Dubai: Globally, women account for only around 30 per cent of MBA students, but London Business School (LBS), which has a Dubai campus, aims to achieve 51 per cent female representation, its dean François Ortalo-Magné told Gulf News.
In a phone interview from London, Ortalo-Magné said the ambition is to place women in leadership positions around the world, including in the UAE.
He conceded “the march” towards the goal is long, but remains confident the “winds of change” are blowing in the right direction, in the UAE and globally, when it comes to gender parity in graduate business studies and the workplace.
And a recent development has lent key support towards that march.
‘Generous gift’
In September, LBS announced it has received £3.69 million (around Dh17.14 million) from the Laidlaw Foundation to advance women in business.
LBS said the creation of the ‘Laidlaw Women’s Leadership Fund’ strengthens the School’s ambition of moving towards 51 per cent female representation across LBS’s degree programmes, in particular the number of women from socio-economically diverse backgrounds.
Ortalo-Magné told Gulf News the “generous gift” will allow women “who would not normally think of accessing world-class business education, because of the cost”, to now enrol.
Graduate business schools are expensive; tuition fees for the 2019 intake for MBA at LBS, for example, were listed at £82,000 (around Dh380,975).
The Fund will support 20 outstanding female scholars per year, for three years, in the MBA, Executive MBA and Masters in Management programmes. Ortalo-Magné said he is positive the candidates will include women from the UAE and the Arab world.

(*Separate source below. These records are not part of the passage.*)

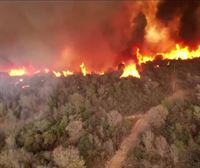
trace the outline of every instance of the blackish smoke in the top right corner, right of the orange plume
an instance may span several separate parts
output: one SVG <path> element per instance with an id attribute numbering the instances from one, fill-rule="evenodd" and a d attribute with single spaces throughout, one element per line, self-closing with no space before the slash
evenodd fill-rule
<path id="1" fill-rule="evenodd" d="M 200 17 L 197 10 L 200 7 L 198 0 L 162 0 L 158 4 L 157 18 L 168 23 L 177 15 L 180 15 L 180 25 L 177 40 L 186 44 L 195 44 L 199 42 L 199 21 Z M 174 25 L 178 26 L 178 25 Z"/>

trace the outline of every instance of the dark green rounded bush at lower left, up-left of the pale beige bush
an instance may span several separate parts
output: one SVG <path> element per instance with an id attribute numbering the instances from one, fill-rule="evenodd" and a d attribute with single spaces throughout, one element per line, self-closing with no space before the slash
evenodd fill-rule
<path id="1" fill-rule="evenodd" d="M 46 120 L 27 124 L 16 135 L 16 145 L 33 153 L 50 150 L 56 143 L 58 135 L 61 135 L 58 126 L 58 124 L 52 125 L 52 122 Z"/>

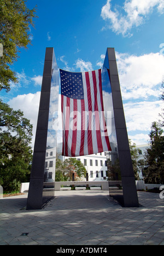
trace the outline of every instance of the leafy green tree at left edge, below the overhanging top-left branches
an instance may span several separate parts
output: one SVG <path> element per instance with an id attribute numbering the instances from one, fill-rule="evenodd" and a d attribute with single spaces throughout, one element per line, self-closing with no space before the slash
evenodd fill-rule
<path id="1" fill-rule="evenodd" d="M 0 183 L 15 190 L 30 178 L 32 125 L 20 110 L 0 100 Z"/>

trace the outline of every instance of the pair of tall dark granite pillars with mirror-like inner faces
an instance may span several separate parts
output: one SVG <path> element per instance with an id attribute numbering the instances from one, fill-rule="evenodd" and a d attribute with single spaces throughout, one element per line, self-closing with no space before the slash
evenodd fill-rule
<path id="1" fill-rule="evenodd" d="M 107 110 L 107 112 L 110 110 L 112 113 L 112 117 L 109 118 L 111 127 L 108 127 L 108 129 L 111 129 L 109 141 L 116 143 L 118 146 L 124 207 L 138 207 L 136 182 L 114 48 L 107 49 L 101 73 L 103 95 L 110 98 L 108 104 L 105 104 L 107 106 L 104 106 L 104 110 Z M 46 201 L 54 197 L 54 183 L 49 184 L 47 182 L 48 178 L 45 177 L 45 159 L 51 156 L 54 159 L 56 158 L 57 125 L 55 125 L 55 119 L 58 113 L 59 94 L 60 74 L 54 48 L 46 48 L 27 210 L 39 210 Z M 108 117 L 105 118 L 108 120 Z M 47 172 L 52 165 L 54 165 L 55 171 L 55 162 L 51 161 L 51 166 L 46 166 Z M 49 176 L 52 178 L 54 175 L 51 173 Z"/>

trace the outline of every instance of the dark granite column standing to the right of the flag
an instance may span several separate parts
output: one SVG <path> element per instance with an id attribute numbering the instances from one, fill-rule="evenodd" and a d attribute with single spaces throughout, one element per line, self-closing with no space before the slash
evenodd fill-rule
<path id="1" fill-rule="evenodd" d="M 109 77 L 112 89 L 113 110 L 116 138 L 118 142 L 118 154 L 124 195 L 124 206 L 138 207 L 138 195 L 130 153 L 130 146 L 128 142 L 126 121 L 122 104 L 120 82 L 114 48 L 107 49 L 106 60 L 104 63 L 106 63 L 106 67 L 109 68 Z"/>

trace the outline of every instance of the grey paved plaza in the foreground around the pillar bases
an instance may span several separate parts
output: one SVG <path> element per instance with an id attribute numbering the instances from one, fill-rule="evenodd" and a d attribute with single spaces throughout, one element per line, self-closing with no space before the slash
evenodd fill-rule
<path id="1" fill-rule="evenodd" d="M 0 245 L 164 245 L 164 199 L 138 197 L 141 207 L 122 208 L 108 191 L 56 191 L 35 211 L 25 210 L 27 194 L 5 197 Z"/>

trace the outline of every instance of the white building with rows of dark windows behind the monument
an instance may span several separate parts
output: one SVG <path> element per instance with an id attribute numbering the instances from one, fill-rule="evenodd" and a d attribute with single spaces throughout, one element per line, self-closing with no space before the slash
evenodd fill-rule
<path id="1" fill-rule="evenodd" d="M 118 158 L 118 148 L 114 143 L 110 143 L 112 152 L 103 152 L 94 155 L 78 156 L 76 159 L 81 161 L 87 173 L 89 174 L 89 181 L 103 181 L 108 177 L 107 159 L 110 159 L 114 164 Z M 138 145 L 139 159 L 144 159 L 145 150 L 149 147 L 148 144 Z M 65 161 L 69 157 L 62 156 L 62 143 L 57 145 L 57 154 L 60 155 L 60 159 Z M 46 159 L 45 159 L 45 174 L 44 182 L 55 181 L 55 165 L 56 165 L 56 148 L 47 147 Z M 142 178 L 142 177 L 141 177 Z"/>

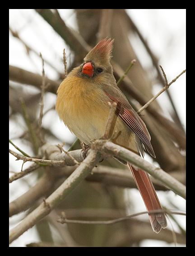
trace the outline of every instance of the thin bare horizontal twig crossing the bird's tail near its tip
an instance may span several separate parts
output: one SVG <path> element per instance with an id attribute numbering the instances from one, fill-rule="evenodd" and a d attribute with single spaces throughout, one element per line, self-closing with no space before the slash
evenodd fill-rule
<path id="1" fill-rule="evenodd" d="M 127 219 L 131 219 L 133 217 L 137 217 L 142 214 L 156 214 L 156 213 L 166 213 L 166 214 L 177 214 L 177 215 L 186 215 L 184 212 L 175 211 L 175 210 L 167 210 L 167 209 L 160 209 L 160 210 L 152 210 L 152 211 L 144 211 L 136 214 L 131 214 L 125 217 L 111 219 L 111 220 L 77 220 L 77 219 L 66 219 L 64 212 L 62 213 L 61 219 L 58 219 L 57 222 L 62 224 L 64 223 L 79 223 L 79 224 L 99 224 L 99 225 L 111 225 L 117 222 L 121 222 Z"/>

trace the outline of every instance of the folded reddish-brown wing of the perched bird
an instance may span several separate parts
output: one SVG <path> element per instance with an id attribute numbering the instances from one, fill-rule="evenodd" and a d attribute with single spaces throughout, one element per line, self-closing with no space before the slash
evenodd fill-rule
<path id="1" fill-rule="evenodd" d="M 150 135 L 144 124 L 144 121 L 139 117 L 135 110 L 131 107 L 129 102 L 125 99 L 114 98 L 109 93 L 104 91 L 107 96 L 117 103 L 116 114 L 121 120 L 139 137 L 145 148 L 153 157 L 155 157 L 153 147 L 150 143 Z"/>

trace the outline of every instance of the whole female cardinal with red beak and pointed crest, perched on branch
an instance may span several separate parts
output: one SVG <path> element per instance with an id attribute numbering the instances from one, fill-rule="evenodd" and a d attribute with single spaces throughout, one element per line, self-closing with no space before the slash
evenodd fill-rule
<path id="1" fill-rule="evenodd" d="M 88 145 L 104 133 L 110 108 L 115 101 L 113 129 L 119 134 L 114 143 L 143 156 L 144 149 L 155 157 L 149 132 L 125 95 L 116 85 L 110 63 L 114 40 L 105 38 L 74 68 L 57 90 L 56 111 L 80 141 Z M 149 175 L 128 163 L 148 211 L 162 209 Z M 165 214 L 149 214 L 153 231 L 167 227 Z"/>

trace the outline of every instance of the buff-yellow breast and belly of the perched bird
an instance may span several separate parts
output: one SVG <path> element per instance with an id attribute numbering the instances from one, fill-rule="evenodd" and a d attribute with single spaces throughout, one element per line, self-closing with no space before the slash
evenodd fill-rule
<path id="1" fill-rule="evenodd" d="M 101 89 L 86 91 L 81 90 L 85 85 L 80 84 L 80 89 L 74 86 L 63 87 L 63 83 L 58 89 L 56 111 L 65 126 L 85 144 L 91 144 L 92 140 L 102 137 L 110 108 L 102 95 Z M 71 84 L 70 84 L 71 85 Z M 125 146 L 137 151 L 139 145 L 135 134 L 121 121 L 120 117 L 115 116 L 112 132 L 116 133 L 114 143 Z"/>

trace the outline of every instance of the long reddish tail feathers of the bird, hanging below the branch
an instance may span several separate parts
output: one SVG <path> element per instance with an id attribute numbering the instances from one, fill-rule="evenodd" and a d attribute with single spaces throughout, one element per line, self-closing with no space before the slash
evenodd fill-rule
<path id="1" fill-rule="evenodd" d="M 129 163 L 128 165 L 130 167 L 131 173 L 133 174 L 139 192 L 144 200 L 146 209 L 148 211 L 162 209 L 162 206 L 158 200 L 158 196 L 148 173 L 140 169 L 135 170 L 135 168 Z M 161 231 L 161 228 L 167 227 L 167 220 L 165 214 L 149 214 L 149 218 L 154 232 L 159 233 Z"/>

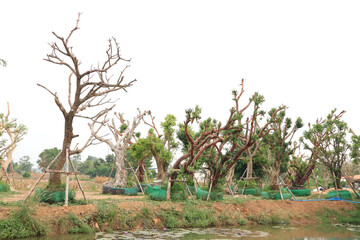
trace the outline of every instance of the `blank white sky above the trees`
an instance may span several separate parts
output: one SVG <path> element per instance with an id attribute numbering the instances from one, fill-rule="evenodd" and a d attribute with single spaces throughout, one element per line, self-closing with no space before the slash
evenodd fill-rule
<path id="1" fill-rule="evenodd" d="M 63 118 L 52 96 L 36 83 L 67 94 L 67 69 L 45 62 L 52 31 L 72 38 L 83 69 L 104 59 L 107 39 L 116 37 L 132 58 L 116 110 L 131 118 L 136 108 L 158 120 L 168 113 L 184 120 L 196 104 L 202 116 L 225 120 L 231 91 L 245 79 L 248 97 L 265 96 L 264 107 L 285 104 L 288 115 L 305 123 L 333 108 L 360 132 L 359 1 L 5 1 L 0 0 L 0 112 L 29 131 L 14 159 L 33 162 L 46 148 L 60 148 Z M 89 134 L 86 123 L 75 134 Z M 78 139 L 75 139 L 75 143 Z M 104 157 L 103 145 L 82 155 Z"/>

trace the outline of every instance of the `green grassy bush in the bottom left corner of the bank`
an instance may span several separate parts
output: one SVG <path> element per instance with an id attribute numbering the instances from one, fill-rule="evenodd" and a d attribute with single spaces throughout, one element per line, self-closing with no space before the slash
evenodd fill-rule
<path id="1" fill-rule="evenodd" d="M 48 228 L 33 217 L 34 209 L 27 205 L 14 210 L 10 218 L 0 220 L 0 239 L 44 236 Z"/>

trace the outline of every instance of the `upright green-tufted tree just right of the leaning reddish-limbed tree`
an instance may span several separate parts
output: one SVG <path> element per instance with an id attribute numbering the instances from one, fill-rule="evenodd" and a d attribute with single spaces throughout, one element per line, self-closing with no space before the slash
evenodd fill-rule
<path id="1" fill-rule="evenodd" d="M 269 112 L 269 116 L 277 111 L 273 108 Z M 291 118 L 285 118 L 286 110 L 279 112 L 276 121 L 271 123 L 273 132 L 264 137 L 264 147 L 262 153 L 267 157 L 266 171 L 269 178 L 270 189 L 277 190 L 279 188 L 279 176 L 286 172 L 290 157 L 298 148 L 298 145 L 292 145 L 292 139 L 300 128 L 303 127 L 301 118 L 297 118 L 295 123 L 292 123 Z"/>

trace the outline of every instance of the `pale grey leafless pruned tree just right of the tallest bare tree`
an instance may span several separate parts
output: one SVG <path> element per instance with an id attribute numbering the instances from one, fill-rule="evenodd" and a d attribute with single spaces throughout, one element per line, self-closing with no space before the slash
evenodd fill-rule
<path id="1" fill-rule="evenodd" d="M 137 126 L 139 126 L 144 115 L 146 114 L 148 114 L 148 111 L 140 112 L 139 110 L 138 115 L 134 117 L 133 122 L 130 125 L 129 121 L 125 122 L 122 114 L 116 113 L 115 116 L 121 123 L 120 128 L 116 126 L 114 119 L 112 119 L 111 124 L 107 124 L 114 141 L 112 139 L 102 137 L 98 134 L 94 127 L 96 121 L 94 121 L 92 124 L 89 124 L 91 133 L 94 135 L 94 137 L 100 142 L 106 143 L 115 155 L 115 178 L 109 182 L 105 182 L 105 186 L 120 188 L 126 187 L 128 177 L 128 171 L 125 168 L 126 151 L 129 149 L 129 146 L 133 144 L 131 140 L 135 137 L 135 129 Z M 106 114 L 104 117 L 104 121 L 101 124 L 104 124 L 105 121 Z"/>

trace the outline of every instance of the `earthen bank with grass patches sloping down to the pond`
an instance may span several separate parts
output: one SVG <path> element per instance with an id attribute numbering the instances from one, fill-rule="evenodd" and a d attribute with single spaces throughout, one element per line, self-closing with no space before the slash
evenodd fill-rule
<path id="1" fill-rule="evenodd" d="M 341 222 L 352 214 L 360 216 L 360 204 L 343 201 L 295 202 L 290 200 L 260 200 L 256 197 L 227 197 L 222 202 L 188 200 L 185 202 L 156 202 L 148 197 L 113 197 L 84 204 L 78 200 L 69 207 L 29 202 L 2 202 L 1 224 L 12 219 L 19 231 L 21 219 L 31 222 L 27 235 L 111 232 L 131 229 L 163 229 L 186 227 L 224 227 L 239 225 L 315 224 L 324 221 Z M 95 196 L 96 198 L 96 196 Z M 19 217 L 19 215 L 21 217 Z M 26 216 L 24 218 L 24 216 Z M 5 219 L 5 220 L 4 220 Z M 29 220 L 30 219 L 30 220 Z M 360 219 L 360 218 L 359 218 Z M 0 226 L 0 239 L 18 237 L 16 232 Z M 8 231 L 8 233 L 4 233 Z M 8 234 L 8 235 L 6 235 Z M 27 236 L 27 235 L 24 236 Z M 31 235 L 32 234 L 32 235 Z"/>

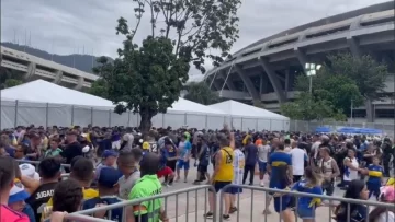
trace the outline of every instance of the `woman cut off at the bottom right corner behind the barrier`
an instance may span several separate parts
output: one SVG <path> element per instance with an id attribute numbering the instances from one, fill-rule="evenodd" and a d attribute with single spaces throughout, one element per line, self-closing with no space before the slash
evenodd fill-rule
<path id="1" fill-rule="evenodd" d="M 382 187 L 381 195 L 380 195 L 381 202 L 387 202 L 393 205 L 392 208 L 385 207 L 376 207 L 372 212 L 369 214 L 369 222 L 387 222 L 387 221 L 395 221 L 395 188 L 394 186 L 385 186 Z"/>

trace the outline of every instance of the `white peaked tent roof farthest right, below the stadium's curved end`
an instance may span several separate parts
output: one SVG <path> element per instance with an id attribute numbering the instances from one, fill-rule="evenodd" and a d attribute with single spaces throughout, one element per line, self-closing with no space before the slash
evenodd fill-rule
<path id="1" fill-rule="evenodd" d="M 222 103 L 216 103 L 210 105 L 208 107 L 219 109 L 232 116 L 240 116 L 246 118 L 251 117 L 251 118 L 290 120 L 290 118 L 285 116 L 232 100 Z"/>

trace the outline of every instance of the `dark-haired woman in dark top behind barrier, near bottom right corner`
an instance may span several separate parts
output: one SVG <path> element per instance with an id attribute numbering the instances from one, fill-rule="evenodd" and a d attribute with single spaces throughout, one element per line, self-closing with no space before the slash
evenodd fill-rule
<path id="1" fill-rule="evenodd" d="M 349 182 L 345 198 L 368 200 L 369 190 L 365 183 L 360 179 Z M 340 202 L 335 210 L 335 219 L 337 222 L 365 222 L 366 213 L 368 208 L 363 205 Z"/>

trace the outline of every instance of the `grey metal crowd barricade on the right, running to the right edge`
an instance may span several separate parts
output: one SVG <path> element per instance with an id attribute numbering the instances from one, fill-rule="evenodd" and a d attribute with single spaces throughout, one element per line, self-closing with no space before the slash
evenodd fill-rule
<path id="1" fill-rule="evenodd" d="M 266 188 L 266 187 L 257 187 L 257 186 L 245 186 L 245 185 L 227 185 L 223 188 L 223 190 L 229 189 L 229 188 L 242 188 L 242 194 L 236 195 L 236 202 L 235 207 L 238 209 L 237 212 L 230 215 L 232 221 L 237 222 L 274 222 L 274 221 L 283 221 L 281 215 L 276 212 L 274 212 L 273 209 L 269 209 L 269 206 L 273 206 L 274 201 L 272 199 L 272 195 L 279 195 L 280 197 L 280 206 L 282 203 L 282 197 L 284 195 L 291 196 L 292 198 L 295 198 L 295 205 L 294 209 L 297 209 L 298 201 L 297 199 L 301 197 L 312 197 L 312 198 L 319 198 L 323 201 L 328 200 L 329 202 L 346 202 L 347 203 L 347 221 L 350 220 L 350 205 L 357 203 L 357 205 L 363 205 L 368 208 L 368 214 L 366 220 L 369 221 L 369 212 L 373 210 L 372 207 L 384 207 L 386 209 L 386 222 L 393 222 L 388 220 L 388 211 L 395 210 L 394 203 L 384 203 L 379 201 L 370 201 L 370 200 L 358 200 L 358 199 L 350 199 L 350 198 L 342 198 L 342 197 L 332 197 L 332 196 L 326 196 L 326 195 L 313 195 L 313 194 L 306 194 L 306 192 L 297 192 L 297 191 L 291 191 L 291 190 L 282 190 L 282 189 L 272 189 L 272 188 Z M 240 196 L 245 196 L 246 191 L 250 190 L 250 198 L 240 198 Z M 222 215 L 224 212 L 224 192 L 221 192 L 221 199 L 219 201 L 219 210 L 218 214 Z M 240 200 L 242 199 L 242 200 Z M 269 201 L 267 201 L 269 200 Z M 242 203 L 240 202 L 242 201 Z M 270 205 L 269 205 L 270 203 Z M 272 211 L 272 213 L 262 213 L 262 211 Z M 334 205 L 329 206 L 321 206 L 316 209 L 315 218 L 316 221 L 335 221 L 332 218 L 335 217 L 332 210 L 335 210 Z M 318 220 L 317 220 L 318 219 Z M 224 219 L 222 217 L 218 218 L 219 222 L 223 222 Z M 295 210 L 295 219 L 293 220 L 295 222 L 302 221 L 302 219 L 296 217 L 296 210 Z"/>

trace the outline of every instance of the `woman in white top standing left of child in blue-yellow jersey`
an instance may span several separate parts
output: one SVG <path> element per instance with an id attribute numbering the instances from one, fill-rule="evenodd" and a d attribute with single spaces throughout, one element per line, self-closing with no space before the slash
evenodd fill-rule
<path id="1" fill-rule="evenodd" d="M 343 185 L 347 187 L 351 180 L 358 179 L 358 172 L 362 171 L 359 168 L 359 163 L 356 157 L 356 150 L 348 149 L 347 156 L 343 160 L 345 173 L 343 173 Z"/>

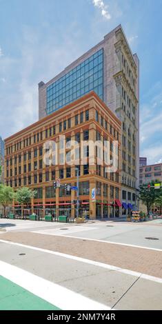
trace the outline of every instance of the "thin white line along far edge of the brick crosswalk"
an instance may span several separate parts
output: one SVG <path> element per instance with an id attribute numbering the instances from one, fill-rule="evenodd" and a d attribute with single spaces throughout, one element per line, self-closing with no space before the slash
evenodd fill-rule
<path id="1" fill-rule="evenodd" d="M 41 233 L 42 231 L 32 231 L 32 233 L 37 233 L 37 234 L 45 234 Z M 43 231 L 44 232 L 44 231 Z M 50 235 L 50 234 L 48 234 Z M 119 242 L 112 242 L 112 241 L 104 241 L 104 240 L 99 240 L 99 239 L 89 239 L 87 237 L 81 237 L 81 236 L 72 236 L 72 235 L 64 235 L 64 234 L 54 234 L 55 236 L 62 236 L 62 237 L 70 237 L 70 239 L 79 239 L 79 240 L 85 240 L 85 241 L 95 241 L 95 242 L 101 242 L 101 243 L 110 243 L 110 244 L 116 244 L 116 245 L 123 245 L 123 246 L 130 246 L 130 247 L 139 247 L 140 249 L 145 249 L 145 250 L 153 250 L 153 251 L 159 251 L 162 252 L 161 249 L 156 249 L 155 247 L 146 247 L 143 245 L 133 245 L 133 244 L 128 244 L 128 243 L 119 243 Z"/>

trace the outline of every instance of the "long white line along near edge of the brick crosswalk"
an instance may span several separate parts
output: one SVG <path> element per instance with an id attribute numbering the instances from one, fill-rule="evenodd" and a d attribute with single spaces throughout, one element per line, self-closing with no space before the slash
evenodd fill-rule
<path id="1" fill-rule="evenodd" d="M 49 253 L 49 254 L 54 254 L 56 256 L 61 256 L 63 258 L 66 259 L 71 259 L 74 261 L 79 261 L 79 262 L 83 262 L 83 263 L 87 263 L 90 265 L 96 265 L 97 267 L 103 267 L 105 269 L 111 270 L 111 271 L 117 271 L 117 272 L 121 272 L 123 274 L 129 274 L 131 276 L 141 276 L 141 278 L 143 279 L 147 279 L 150 281 L 155 281 L 156 283 L 162 283 L 162 279 L 155 277 L 155 276 L 149 276 L 148 274 L 142 274 L 141 272 L 135 272 L 132 270 L 128 270 L 128 269 L 123 269 L 121 267 L 115 267 L 114 265 L 108 265 L 107 263 L 101 263 L 98 261 L 93 261 L 93 260 L 89 260 L 89 259 L 83 259 L 79 256 L 73 256 L 70 254 L 65 254 L 65 253 L 61 253 L 61 252 L 56 252 L 56 251 L 51 251 L 51 250 L 45 250 L 45 249 L 41 249 L 41 247 L 34 247 L 31 245 L 25 245 L 25 244 L 21 244 L 21 243 L 14 243 L 14 242 L 10 242 L 10 241 L 4 241 L 4 240 L 0 240 L 1 243 L 7 243 L 10 245 L 17 245 L 17 246 L 21 246 L 21 247 L 26 247 L 30 250 L 36 250 L 39 252 L 45 252 L 45 253 Z"/>

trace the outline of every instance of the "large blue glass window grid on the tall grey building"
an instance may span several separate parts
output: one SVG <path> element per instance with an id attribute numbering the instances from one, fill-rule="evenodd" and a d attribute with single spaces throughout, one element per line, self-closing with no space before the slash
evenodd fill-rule
<path id="1" fill-rule="evenodd" d="M 103 49 L 47 88 L 47 114 L 94 90 L 103 100 Z"/>

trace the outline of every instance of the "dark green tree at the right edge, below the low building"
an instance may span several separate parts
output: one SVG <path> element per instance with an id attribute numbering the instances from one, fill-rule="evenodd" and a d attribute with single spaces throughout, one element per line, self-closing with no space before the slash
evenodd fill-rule
<path id="1" fill-rule="evenodd" d="M 144 205 L 146 205 L 148 214 L 150 213 L 151 207 L 156 199 L 158 199 L 159 196 L 162 196 L 161 189 L 154 189 L 154 183 L 158 183 L 158 181 L 151 181 L 150 183 L 143 185 L 139 190 L 140 199 Z M 148 185 L 150 185 L 150 188 L 148 188 Z"/>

“We definitely want to increase the proportion of women within our Dubai Executive MBA and the gift will be one of the way that helps us, that complements, actually, some of the generous support we’re getting from alumni in the region,” he added.
Ortalo-Magné said women in some Dubai programmes of LBS represent only 19 per cent of students, in part because the Executive MBA women are in their mid-30s or early 40s.
“We want to be much higher than that [level of female representation]. At the very least, it should be 40 per cent, but across the School, I’m hoping that one day we will reach gender parity here.”
And he sees “no reason why” the ambition cannot be achieved. In fact, LBS, in its Masters in Management, this year reached 51 per cent female representation.
“There are qualified women out there, including in the UAE and the broader region in the Middle East. There is a real wind of change in the government efforts, for example, to promote more women in the position of leadership and we want to support those winds of change,” Ortalo-Magné said.
Glass ceiling
But women at the workplace sometimes hit a glass ceiling on their way up the corporate ladder. Lord Laidlaw, Chairman, Laidlaw Foundation, said in a media release: “Unfortunately, many women reach a glass ceiling, particularly in the corporate world. I am deeply committed to helping more of them break that glass ceiling through expanding access to top business education.”
Ortalo-Magné told Gulf News awareness of the issue has improved.
“If you look over the past 10 years at the kind of research that our faculty have done, it has demonstrated that it’s not enough to simply blame women for ‘not being driven or motivated enough’.
Level playing field
“We now fully understand that the context that we [as a society] set up within the workplace tend to favour men – and women have internalised that. So we understand the context for hiring, the context for working day-to-day, the context for promotions, for work-life balance – they favour men.
He added: “The awareness is there. I think there’s still a long way to go before we correct what we’ve created and before women can feel that we’ve levelled the playing field. But it’s a great first step that the awareness is there. Many organisations, us included, are making efforts to correct the issues that we’ve created over so many years.”